In: Finance
You are bullish on Amazon and want to compare 3-month strategies of buying stock to buying call options. Currently Amazon stock is priced S0 = 2900, and 3-month call options with K=3000 cost c0 = 29 (per share). You have $2.9M to invest, so you can buy 1000 shares or go long calls on 100,000 shares. i] How much does AMZN need to increase over the 3-month period so that the calls are the better investment? ii] What is the risk of calls versus shares?
Deatils given in question as follows:
Amazon stock price $2900 , K = $3000, Premium or Cost of Call = $29 (Per Share), Investment amount $2.9 m
If an investor long call on 100,000 shares than outflow per share would be cost of call option i.e.; $29 per share
Strike price of the call option X = $3000
Total cost for the investor is $3000 + $ 29 = $3029 if stock price of Amazon moves above $3029 than it would be better investment for investor other wise there would be loss of premium as follows:
Case Stock Price (SP) after 3 months X Price Premium Total Cost (TC) NP (SP-TC )

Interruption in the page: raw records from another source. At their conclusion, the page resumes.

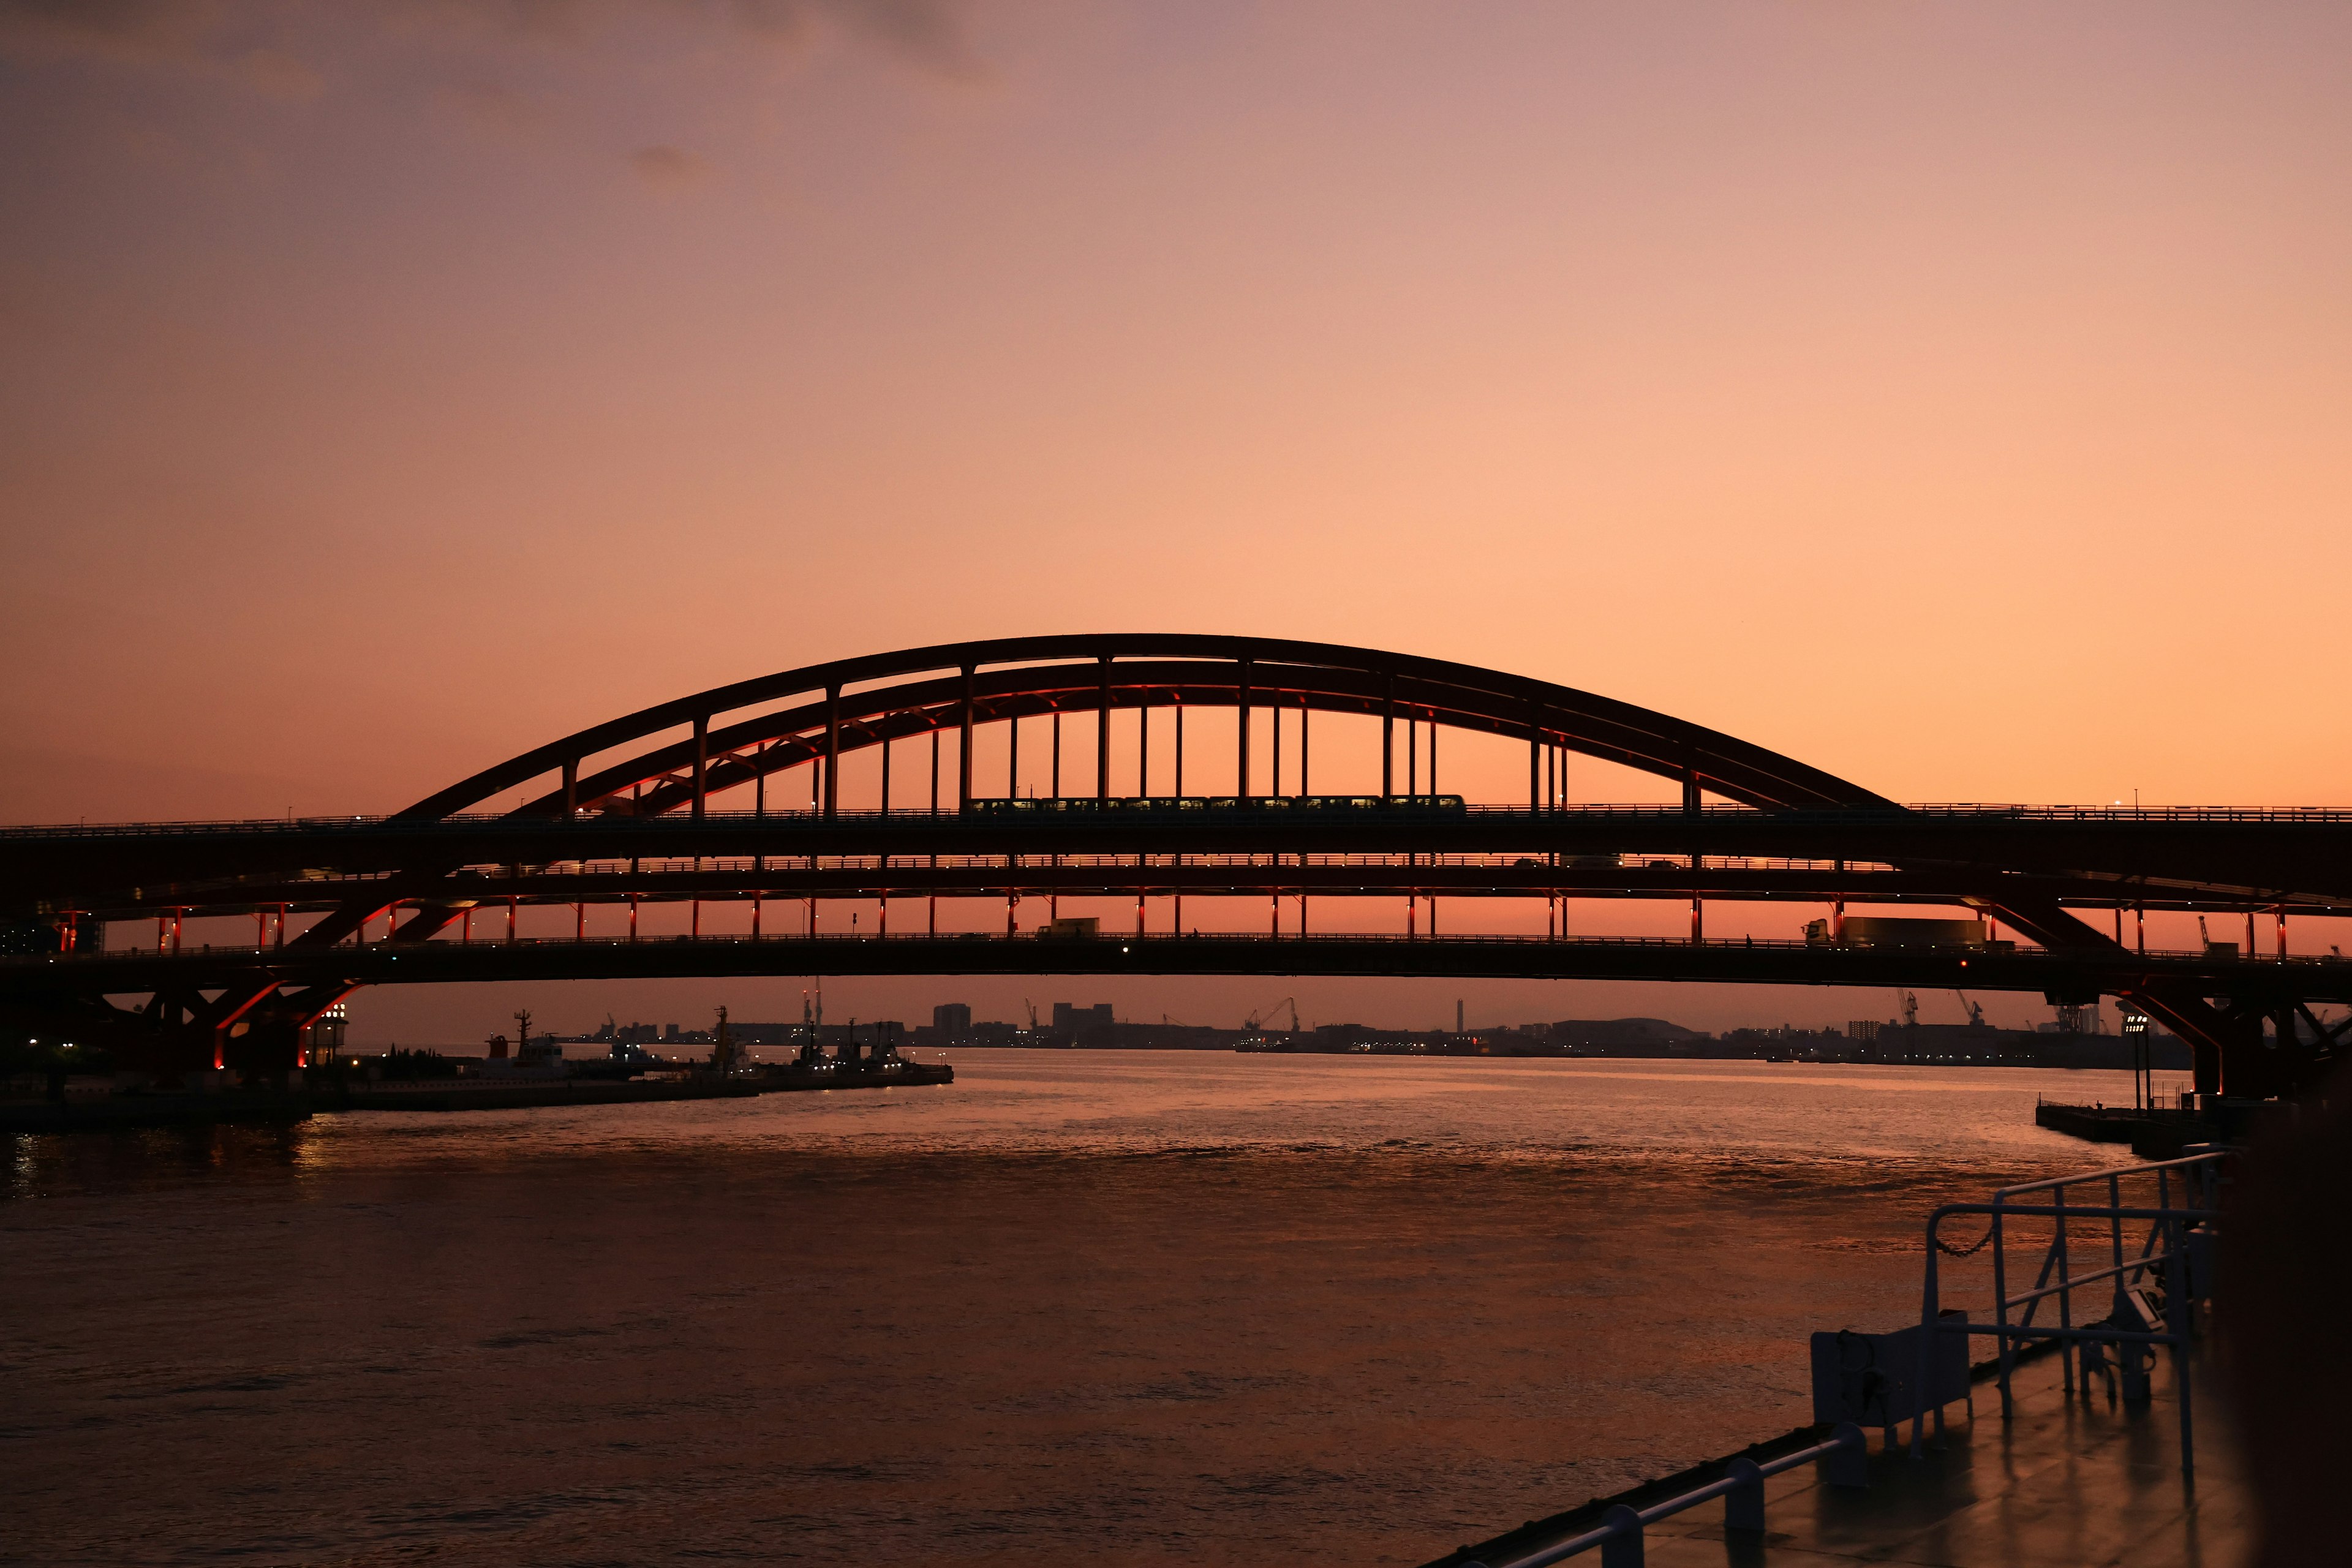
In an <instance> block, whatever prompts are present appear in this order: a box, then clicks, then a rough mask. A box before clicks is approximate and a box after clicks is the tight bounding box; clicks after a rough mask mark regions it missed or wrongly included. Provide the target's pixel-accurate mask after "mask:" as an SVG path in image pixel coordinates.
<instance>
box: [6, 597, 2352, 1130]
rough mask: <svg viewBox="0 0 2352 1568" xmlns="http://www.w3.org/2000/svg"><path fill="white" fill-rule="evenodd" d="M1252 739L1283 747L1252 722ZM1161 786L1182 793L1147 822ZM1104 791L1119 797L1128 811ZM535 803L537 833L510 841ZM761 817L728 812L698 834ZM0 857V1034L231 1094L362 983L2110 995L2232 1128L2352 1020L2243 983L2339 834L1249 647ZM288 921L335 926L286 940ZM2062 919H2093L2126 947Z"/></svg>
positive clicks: (1066, 659)
mask: <svg viewBox="0 0 2352 1568" xmlns="http://www.w3.org/2000/svg"><path fill="white" fill-rule="evenodd" d="M1261 710H1265V712H1270V715H1272V719H1270V722H1263V724H1261V722H1258V719H1256V715H1258V712H1261ZM1317 715H1345V717H1352V719H1359V722H1362V719H1376V722H1378V726H1381V745H1378V755H1381V778H1378V790H1371V788H1369V780H1364V788H1359V790H1357V792H1352V795H1315V792H1310V788H1308V785H1310V780H1312V719H1315V717H1317ZM1155 717H1157V719H1160V722H1157V724H1155ZM1028 719H1049V724H1051V741H1049V745H1051V785H1054V788H1051V795H1049V797H1044V799H1042V802H1025V799H1016V783H1014V780H1016V778H1018V745H1021V731H1023V722H1028ZM1065 719H1077V722H1080V724H1077V731H1082V733H1080V736H1075V738H1073V745H1084V743H1091V752H1094V757H1091V769H1087V773H1089V776H1091V785H1094V790H1091V797H1089V795H1082V797H1065V795H1063V790H1061V771H1063V722H1065ZM1087 719H1091V724H1087ZM1188 719H1190V722H1192V726H1195V743H1192V750H1195V752H1197V750H1200V745H1197V736H1202V729H1200V726H1202V724H1209V726H1218V729H1223V726H1230V729H1228V731H1225V733H1228V736H1230V752H1228V748H1223V745H1218V748H1216V752H1218V755H1216V764H1218V769H1221V776H1218V778H1216V780H1214V783H1216V788H1214V790H1202V788H1200V783H1202V762H1200V757H1197V755H1195V757H1192V769H1195V773H1192V780H1188V778H1185V764H1188V743H1185V722H1188ZM988 726H1002V733H1004V738H1007V745H1004V750H1007V790H1004V795H990V792H988V790H985V780H983V778H976V771H978V762H976V759H978V750H981V748H978V745H976V738H978V733H981V731H983V729H988ZM1030 729H1035V726H1030ZM1261 729H1263V731H1265V741H1261V738H1258V731H1261ZM1084 731H1091V733H1084ZM1155 731H1157V745H1160V752H1157V769H1155ZM1399 731H1402V757H1399ZM1439 731H1472V733H1484V736H1501V738H1505V741H1510V743H1519V745H1524V748H1526V804H1524V806H1517V804H1512V806H1494V809H1468V806H1463V804H1461V802H1456V799H1454V797H1442V795H1437V790H1435V778H1437V736H1439ZM1122 736H1124V741H1122ZM1284 738H1291V752H1289V757H1284ZM906 743H915V745H917V748H920V752H917V762H920V764H927V766H922V771H920V773H917V780H920V788H917V792H915V799H917V804H913V806H906V804H901V799H903V797H894V795H891V759H894V755H898V752H901V750H903V745H906ZM1423 748H1425V750H1423ZM858 752H880V802H877V804H880V809H866V806H858V804H849V802H844V790H842V766H844V762H847V759H849V757H854V755H858ZM948 755H953V766H948V769H946V771H943V757H948ZM1571 755H1573V757H1592V759H1602V762H1611V764H1623V766H1630V769H1637V771H1644V773H1653V776H1658V778H1665V780H1672V783H1675V785H1677V788H1679V806H1646V809H1623V806H1616V809H1602V806H1581V804H1571V802H1569V799H1566V759H1569V757H1571ZM1073 762H1077V757H1073ZM1399 764H1402V766H1399ZM790 773H802V778H804V783H807V788H804V790H790V795H793V797H795V802H800V804H793V806H783V804H776V806H774V809H771V799H769V797H771V795H779V799H781V792H776V790H771V783H776V780H781V778H783V776H790ZM1155 773H1157V776H1162V778H1167V780H1169V785H1171V788H1169V790H1167V792H1160V790H1152V788H1150V780H1152V778H1155ZM1399 773H1402V778H1399ZM1122 776H1124V778H1131V780H1134V783H1136V790H1134V792H1117V790H1115V783H1117V780H1120V778H1122ZM1188 783H1190V788H1188ZM1294 783H1296V788H1289V785H1294ZM517 792H520V802H517V804H513V806H503V809H501V806H496V804H494V802H508V799H513V797H515V795H517ZM743 792H748V795H750V802H748V806H750V809H748V811H743V809H720V802H722V797H727V799H731V802H741V795H743ZM0 842H7V846H9V856H7V863H5V865H0V905H5V907H12V910H16V912H19V914H24V912H33V914H38V917H40V919H45V922H49V924H52V926H54V929H56V931H59V943H56V945H54V947H56V950H49V952H38V954H21V957H14V959H0V1006H9V1009H14V1013H16V1016H19V1018H26V1016H31V1018H52V1020H56V1018H66V1020H73V1018H82V1020H108V1023H120V1009H115V1006H113V1004H108V1001H103V997H108V994H129V992H139V994H148V1001H146V1006H143V1011H141V1016H139V1018H141V1025H143V1027H148V1030H153V1032H158V1037H169V1039H176V1041H181V1048H183V1051H186V1048H205V1046H209V1051H212V1056H214V1060H223V1058H226V1056H233V1053H235V1048H238V1046H235V1041H252V1046H249V1051H252V1048H263V1046H266V1048H275V1051H282V1048H285V1046H287V1041H292V1037H294V1030H299V1025H301V1023H306V1020H308V1018H315V1016H318V1013H320V1011H322V1009H327V1006H332V1004H334V1001H336V999H341V997H343V994H348V992H350V990H353V987H355V985H365V983H397V980H452V978H532V976H623V973H1007V971H1011V973H1037V971H1061V973H1068V971H1117V973H1534V976H1616V978H1691V980H1780V983H1860V985H1889V983H1919V985H1952V983H1959V985H1971V987H1985V990H2002V987H2013V990H2044V992H2049V994H2051V997H2053V999H2079V1001H2089V999H2096V997H2098V994H2117V997H2122V999H2126V1001H2131V1004H2136V1006H2140V1009H2145V1011H2147V1013H2150V1016H2154V1018H2159V1020H2161V1023H2166V1025H2169V1027H2171V1030H2173V1032H2178V1034H2183V1037H2185V1039H2190V1041H2192V1046H2194V1048H2197V1056H2199V1086H2201V1088H2209V1091H2220V1088H2223V1086H2225V1079H2227V1088H2230V1091H2232V1093H2239V1091H2244V1093H2272V1091H2277V1088H2284V1086H2291V1084H2293V1081H2296V1079H2298V1077H2303V1074H2305V1072H2307V1070H2312V1063H2300V1060H2298V1063H2288V1060H2284V1053H2281V1051H2274V1048H2263V1020H2265V1018H2272V1020H2284V1023H2281V1027H2279V1039H2286V1041H2293V1039H2296V1037H2298V1027H2296V1023H2293V1016H2296V1013H2298V1009H2300V1018H2303V1020H2307V1023H2310V1025H2312V1032H2317V1034H2319V1041H2321V1056H2324V1053H2328V1051H2333V1037H2331V1034H2328V1032H2326V1030H2321V1027H2319V1023H2317V1018H2312V1013H2310V1006H2307V1004H2312V1001H2321V999H2352V978H2347V976H2352V966H2345V964H2338V961H2305V964H2284V961H2281V964H2256V961H2253V943H2251V919H2253V912H2265V914H2267V912H2274V914H2277V919H2279V922H2281V931H2284V917H2286V912H2288V910H2298V912H2352V818H2338V816H2336V813H2213V811H2206V813H2178V811H2176V813H2164V811H2157V813H2143V811H2131V813H2122V811H2119V813H2100V811H2042V813H2034V811H2023V809H1905V806H1898V804H1896V802H1891V799H1886V797H1882V795H1875V792H1872V790H1865V788H1860V785H1856V783H1849V780H1844V778H1837V776H1832V773H1825V771H1820V769H1813V766H1806V764H1802V762H1795V759H1790V757H1783V755H1778V752H1771V750H1766V748H1762V745H1755V743H1748V741H1740V738H1733V736H1726V733H1719V731H1712V729H1705V726H1698V724H1691V722H1684V719H1675V717H1670V715H1663V712H1653V710H1646V708H1637V705H1632V703H1618V701H1613V698H1604V696H1595V693H1590V691H1578V689H1571V686H1559V684H1552V682H1541V679H1531V677H1519V675H1508V672H1498V670H1484V668H1475V665H1461V663H1449V661H1435V658H1418V656H1411V654H1392V651H1378V649H1357V646H1338V644H1317V642H1291V639H1270V637H1209V635H1143V632H1120V635H1073V637H1004V639H985V642H960V644H936V646H924V649H906V651H894V654H873V656H863V658H844V661H833V663H821V665H807V668H797V670H783V672H776V675H767V677H760V679H748V682H736V684H729V686H715V689H710V691H699V693H691V696H682V698H675V701H670V703H659V705H654V708H644V710H637V712H633V715H623V717H619V719H609V722H604V724H595V726H590V729H583V731H576V733H569V736H562V738H560V741H550V743H546V745H539V748H532V750H527V752H522V755H517V757H510V759H506V762H501V764H496V766H492V769H482V771H480V773H473V776H470V778H463V780H459V783H454V785H449V788H447V790H440V792H435V795H428V797H426V799H421V802H416V804H412V806H407V809H405V811H397V813H393V816H388V818H348V820H343V818H334V820H306V823H207V825H191V823H179V825H118V827H99V830H87V827H82V830H9V832H5V835H0ZM649 860H654V863H656V865H654V867H649V865H647V863H649ZM682 863H684V867H689V870H682ZM1188 891H1190V893H1200V896H1207V893H1254V896H1270V898H1279V896H1291V893H1294V896H1298V898H1301V907H1303V900H1305V896H1308V893H1381V896H1399V893H1402V896H1406V898H1409V900H1414V903H1411V905H1409V907H1414V910H1416V912H1418V907H1421V903H1418V900H1421V898H1430V900H1432V903H1430V924H1432V929H1430V933H1428V938H1421V933H1418V929H1414V931H1411V940H1404V943H1397V940H1395V938H1376V936H1317V938H1305V936H1303V933H1301V936H1282V931H1279V919H1277V922H1275V931H1272V933H1268V936H1263V938H1244V936H1223V938H1209V940H1167V938H1155V936H1150V933H1145V931H1143V917H1141V914H1143V903H1145V900H1148V898H1152V896H1174V898H1178V900H1181V898H1183V896H1185V893H1188ZM877 893H880V896H882V898H906V896H927V898H931V900H934V910H936V898H941V896H946V898H971V896H1007V898H1014V900H1016V898H1018V896H1023V893H1042V896H1047V898H1058V896H1063V893H1070V896H1082V893H1089V896H1122V898H1124V896H1134V898H1136V900H1138V931H1136V936H1134V938H1122V940H1120V943H1117V952H1112V943H1110V940H1098V943H1051V945H1021V947H1004V945H1002V943H976V940H974V938H971V936H969V933H967V936H964V938H938V936H936V933H924V936H922V938H908V936H898V938H889V940H884V943H866V945H844V940H842V938H828V936H818V933H816V914H814V912H816V910H818V905H821V900H826V898H873V896H877ZM1437 893H1446V896H1470V893H1477V896H1543V898H1548V910H1564V905H1562V900H1564V898H1569V896H1576V898H1604V896H1606V898H1691V900H1693V903H1691V907H1693V933H1691V940H1689V943H1658V940H1651V943H1625V940H1618V943H1606V940H1602V943H1595V940H1592V938H1573V940H1571V938H1566V933H1564V919H1559V922H1557V924H1555V926H1552V931H1550V936H1548V938H1543V940H1536V938H1439V936H1437V933H1435V896H1437ZM647 898H654V900H694V903H696V910H699V907H701V900H750V907H753V931H755V936H760V926H757V919H760V914H757V912H760V907H762V900H767V898H793V900H809V912H811V917H809V929H807V931H804V933H802V936H795V938H774V936H760V940H753V943H748V945H746V943H743V940H739V938H720V940H710V943H691V945H687V947H680V945H677V943H659V945H656V943H637V940H635V910H637V903H640V900H647ZM1708 898H1802V900H1823V903H1832V905H1837V907H1839V910H1842V903H1844V900H1867V903H1907V900H1917V903H1947V905H1964V907H1971V910H1976V912H1980V914H1983V917H1987V919H1994V922H2002V924H2006V926H2009V931H2013V933H2018V936H2023V938H2027V945H2013V947H2009V950H2004V947H1999V945H1997V947H1994V950H1969V952H1962V950H1940V952H1884V950H1882V952H1856V950H1849V947H1846V945H1842V943H1835V940H1828V943H1764V945H1755V943H1743V945H1736V947H1733V945H1726V943H1708V940H1703V933H1700V924H1698V910H1700V905H1703V900H1708ZM527 903H532V905H541V903H569V905H576V907H579V910H581V926H579V940H574V943H553V945H550V943H539V940H532V943H517V940H506V943H473V940H470V938H473V914H475V912H477V910H482V907H494V910H496V907H503V910H506V914H508V936H513V919H515V910H517V907H520V905H527ZM590 903H628V905H630V940H628V943H590V940H586V907H588V905H590ZM1178 907H1181V905H1178ZM2126 907H2131V910H2136V912H2138V910H2145V907H2183V910H2213V912H2227V914H2246V917H2249V947H2246V952H2244V954H2241V957H2239V954H2230V957H2227V959H2220V957H2216V954H2213V952H2211V950H2209V952H2204V954H2187V957H2183V954H2147V952H2136V950H2131V947H2126V945H2124V943H2122V912H2124V910H2126ZM294 910H301V912H303V914H315V922H313V924H310V926H308V929H303V931H301V933H294V936H289V914H292V912H294ZM2072 910H2098V912H2112V917H2114V936H2110V933H2105V931H2100V929H2096V926H2093V924H2086V922H2084V919H2082V917H2079V914H2074V912H2072ZM207 914H252V917H254V919H256V940H254V945H252V947H219V950H207V952H186V950H183V947H181V945H179V943H176V940H174V938H172V936H169V933H176V929H179V924H181V922H183V919H186V917H207ZM273 914H275V940H270V931H268V924H270V917H273ZM146 917H158V919H160V922H162V924H160V933H158V945H155V950H132V952H111V950H106V947H103V936H99V940H96V943H82V940H80V933H82V931H96V933H103V922H120V919H146ZM884 917H887V903H884ZM1301 919H1303V917H1301ZM1416 919H1418V917H1416ZM376 922H383V931H381V936H379V933H376V929H374V926H376ZM1178 924H1181V919H1178ZM452 931H456V938H454V940H452ZM557 947H560V952H557ZM656 947H659V950H656ZM2281 952H2284V950H2281ZM68 1027H71V1025H68ZM191 1041H193V1044H191ZM2225 1067H2227V1072H2225Z"/></svg>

Case 1 $3000 $3000 $29 $3029 -$29
Case 2 $3015 $3000 $29 $3029 -$14
Case 3 $3100 $3000 $29 $3029 $71
Risk in Investing call option:
Risk in investing call option are more as compared to stock due to following reason:
a. If call option does not excersice than entire premium of call option is wiped out. In the above example if stock price after 3 months if Amazon does not cross $3000 than entire premium would be lost by investor.
b. In stock you can take delivery and hold the same but in call option it expire after particular time say in the above example after 3 months if call option not turn out to be In the money (means profitable to investor) than entire premium wiped out and loss for the investor.